Map - a collection where each item is referenced by a unique key. Some maps can maintain the order of insertion.
C++ and Rust have have collections as part of their standard library as is common with modern languages.
C | C++ | Rust |
---|---|---|
- | std::vector |
std::vec::Vec or std::collections::VecDeque |
- | std::list |
std::collections::LinkedList |
- | std::set |
std::collections::HashSet , std::collections::BTreeSet |
- | std::map |
std::collections::HashMap , std::collections::BTreeMap |
C has no standard collection classes or types. Some libraries offer collection APIs such as glib or cii.
Iterators
Iterators are a reference to a position in a collection with the means to step through the collection one element at a time.
C++
C++11 provides a shorthand way of iterating a collection:
std::vector<char> values;
for (const char &c : values) {
// do something to process the value in c
}
Iterators are more explicit in C++98 and before and the code in C++11 is basically equivalent to this:
std::vector<char> values;
for (std::vector<char>::const_iterator i = values.begin(); i != values.end(); ++i) {
const char &c = *i;
// do something to process the value in c
}
This is quite verbose, but essentially each collection type defines a mutable iterator
and immutable const_iterator
type and calling begin
returns an iterator to the beginning of the collection. Calling the ++
operator overload on the iterator causes it to advance to the next element in the collection. When it hits the exclusive value returned by end
it has reached the end of the collection.

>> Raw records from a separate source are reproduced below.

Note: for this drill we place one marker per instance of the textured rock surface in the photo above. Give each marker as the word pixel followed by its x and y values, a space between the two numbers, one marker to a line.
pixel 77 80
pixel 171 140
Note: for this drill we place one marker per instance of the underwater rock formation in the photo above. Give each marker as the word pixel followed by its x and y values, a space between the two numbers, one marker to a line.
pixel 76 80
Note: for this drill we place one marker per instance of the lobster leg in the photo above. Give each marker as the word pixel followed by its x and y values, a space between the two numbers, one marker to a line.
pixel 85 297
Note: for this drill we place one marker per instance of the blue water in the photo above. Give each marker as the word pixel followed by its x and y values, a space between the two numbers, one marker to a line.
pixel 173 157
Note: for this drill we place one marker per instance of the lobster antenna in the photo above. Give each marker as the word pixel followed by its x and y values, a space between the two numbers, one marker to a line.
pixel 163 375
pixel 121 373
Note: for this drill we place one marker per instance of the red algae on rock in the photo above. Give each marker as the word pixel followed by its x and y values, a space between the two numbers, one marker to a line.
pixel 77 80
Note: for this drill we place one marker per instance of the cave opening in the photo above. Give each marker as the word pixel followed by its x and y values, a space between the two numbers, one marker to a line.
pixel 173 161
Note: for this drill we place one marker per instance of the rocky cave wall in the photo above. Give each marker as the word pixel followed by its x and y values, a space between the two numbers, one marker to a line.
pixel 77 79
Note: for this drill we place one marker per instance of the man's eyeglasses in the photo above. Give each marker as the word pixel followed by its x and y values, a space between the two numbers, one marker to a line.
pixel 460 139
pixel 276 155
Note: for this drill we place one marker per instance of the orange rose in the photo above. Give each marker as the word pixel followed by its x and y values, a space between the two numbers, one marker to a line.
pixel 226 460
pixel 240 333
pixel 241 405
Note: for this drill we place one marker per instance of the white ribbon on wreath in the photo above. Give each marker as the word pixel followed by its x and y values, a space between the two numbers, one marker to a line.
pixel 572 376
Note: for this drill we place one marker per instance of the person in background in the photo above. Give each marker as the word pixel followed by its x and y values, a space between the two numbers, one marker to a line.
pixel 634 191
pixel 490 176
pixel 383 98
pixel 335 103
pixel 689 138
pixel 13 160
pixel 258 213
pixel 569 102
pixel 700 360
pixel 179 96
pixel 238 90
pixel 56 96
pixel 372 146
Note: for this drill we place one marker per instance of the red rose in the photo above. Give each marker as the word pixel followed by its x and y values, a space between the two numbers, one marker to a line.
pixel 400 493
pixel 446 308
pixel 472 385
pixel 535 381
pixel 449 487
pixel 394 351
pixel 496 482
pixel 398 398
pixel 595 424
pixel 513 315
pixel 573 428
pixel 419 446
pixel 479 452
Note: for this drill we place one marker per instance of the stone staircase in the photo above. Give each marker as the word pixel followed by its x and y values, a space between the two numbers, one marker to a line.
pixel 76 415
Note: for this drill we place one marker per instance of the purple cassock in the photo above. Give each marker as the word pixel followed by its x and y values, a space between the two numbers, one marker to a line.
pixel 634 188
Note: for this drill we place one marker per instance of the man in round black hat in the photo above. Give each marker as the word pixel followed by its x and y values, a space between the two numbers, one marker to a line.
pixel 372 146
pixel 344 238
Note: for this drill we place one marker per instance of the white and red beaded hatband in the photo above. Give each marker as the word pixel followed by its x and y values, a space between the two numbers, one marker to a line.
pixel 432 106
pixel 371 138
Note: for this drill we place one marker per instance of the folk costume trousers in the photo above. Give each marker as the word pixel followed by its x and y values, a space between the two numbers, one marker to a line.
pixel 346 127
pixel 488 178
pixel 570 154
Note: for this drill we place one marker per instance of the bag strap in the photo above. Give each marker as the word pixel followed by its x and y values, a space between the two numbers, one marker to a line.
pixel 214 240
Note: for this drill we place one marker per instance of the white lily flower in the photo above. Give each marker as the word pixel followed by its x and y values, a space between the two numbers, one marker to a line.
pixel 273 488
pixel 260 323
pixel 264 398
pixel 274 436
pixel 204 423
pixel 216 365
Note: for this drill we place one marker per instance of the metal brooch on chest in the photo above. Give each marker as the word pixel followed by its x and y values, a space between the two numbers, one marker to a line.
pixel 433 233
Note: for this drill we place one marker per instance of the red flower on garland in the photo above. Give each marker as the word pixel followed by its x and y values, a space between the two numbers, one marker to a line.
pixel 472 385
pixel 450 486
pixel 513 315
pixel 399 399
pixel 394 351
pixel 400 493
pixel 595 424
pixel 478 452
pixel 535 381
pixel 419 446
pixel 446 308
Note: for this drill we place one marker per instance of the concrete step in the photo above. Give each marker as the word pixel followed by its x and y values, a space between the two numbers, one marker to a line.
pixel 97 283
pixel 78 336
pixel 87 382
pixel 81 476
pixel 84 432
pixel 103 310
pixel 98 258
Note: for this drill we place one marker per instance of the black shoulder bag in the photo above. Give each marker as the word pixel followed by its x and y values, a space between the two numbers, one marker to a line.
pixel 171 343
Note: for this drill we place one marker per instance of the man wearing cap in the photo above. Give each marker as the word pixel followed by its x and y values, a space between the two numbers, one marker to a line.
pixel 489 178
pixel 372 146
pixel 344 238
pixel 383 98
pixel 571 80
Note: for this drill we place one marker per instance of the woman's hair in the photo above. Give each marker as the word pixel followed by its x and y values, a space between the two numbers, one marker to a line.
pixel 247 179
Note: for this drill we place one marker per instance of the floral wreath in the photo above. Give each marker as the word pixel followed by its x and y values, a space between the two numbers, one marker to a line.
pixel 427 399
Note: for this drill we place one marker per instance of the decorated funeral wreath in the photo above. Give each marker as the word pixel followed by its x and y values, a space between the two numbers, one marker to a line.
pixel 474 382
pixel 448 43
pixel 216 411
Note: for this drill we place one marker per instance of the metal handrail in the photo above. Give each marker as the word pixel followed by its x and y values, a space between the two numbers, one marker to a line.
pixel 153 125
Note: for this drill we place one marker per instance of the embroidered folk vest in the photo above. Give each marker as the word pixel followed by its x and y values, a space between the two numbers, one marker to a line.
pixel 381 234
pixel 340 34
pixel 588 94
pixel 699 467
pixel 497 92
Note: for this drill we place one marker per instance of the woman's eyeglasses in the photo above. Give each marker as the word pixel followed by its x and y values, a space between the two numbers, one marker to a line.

Obviously with an indexed type such as a vector
you could also reference elements by index, but it is far more efficient to use iterators for other collection types.
Processing collections
C++ provides a number of utility templates in
Rust
Rust also has iterators which are superficially similar fashion to C++ - incrementing their way through collections.
However the iterator concept is taken a LOT further in Rust. Iterators can be chained together in Rust to produce some powful and terse operations.
A conventional loop might look like this:
let values = vec![10, 20, 30, 40, 50, 60, 70, 80, 90, 100];
for v in &values {
println!("Value = {}", v);
}
In this instance, the iterator is invisible. The value v
is a reference to the i32
of the currently iterated element so each iteration prints a different value.
However we can also be explicit and obtain the iterator if we desire and apply an action to each value:
let values = vec![10, 20, 30, 40, 50, 60, 70, 80, 90, 100];
values.iter().for_each(|v| println!("Value = {}", v);
In this example the code calls for_each
on the Iterator
which iterates over each element and calls the closure.
We can go further. Let's say we want to only print the first 5 results:
let values = vec![10, 20, 30, 40, 50, 60, 70, 80, 90, 100];
values.iter().take(5).for_each(|v| println!("Value = {}", v));
Now the code calls take
on the Iterator
which produces a Take<Iterator>
which iterates only 5 times before it ends.
Perhaps we want to produce a tuple, consisting of the index of the iterator and f64
result of dividing the number by 5.
let values = vec![10, 20, 30, 40, 50, 60, 70, 80, 90, 100];
let result = values.
iter().
enumerate().
map(|v| (v.0, *v.1 as f64 / 5.0) ).
collect::<Vec<(usize, f64)>>();
Breaking this down, we iterate, enumerate()
produces a tuple (usize, i32)
from the index and value, map()
creates a new tuple (usize, f64)
and then finally the result is gathered into a new collection.
As you can see iterators expose very powerful functions that are an efficient, terse and provide less chance for error than writing a loop.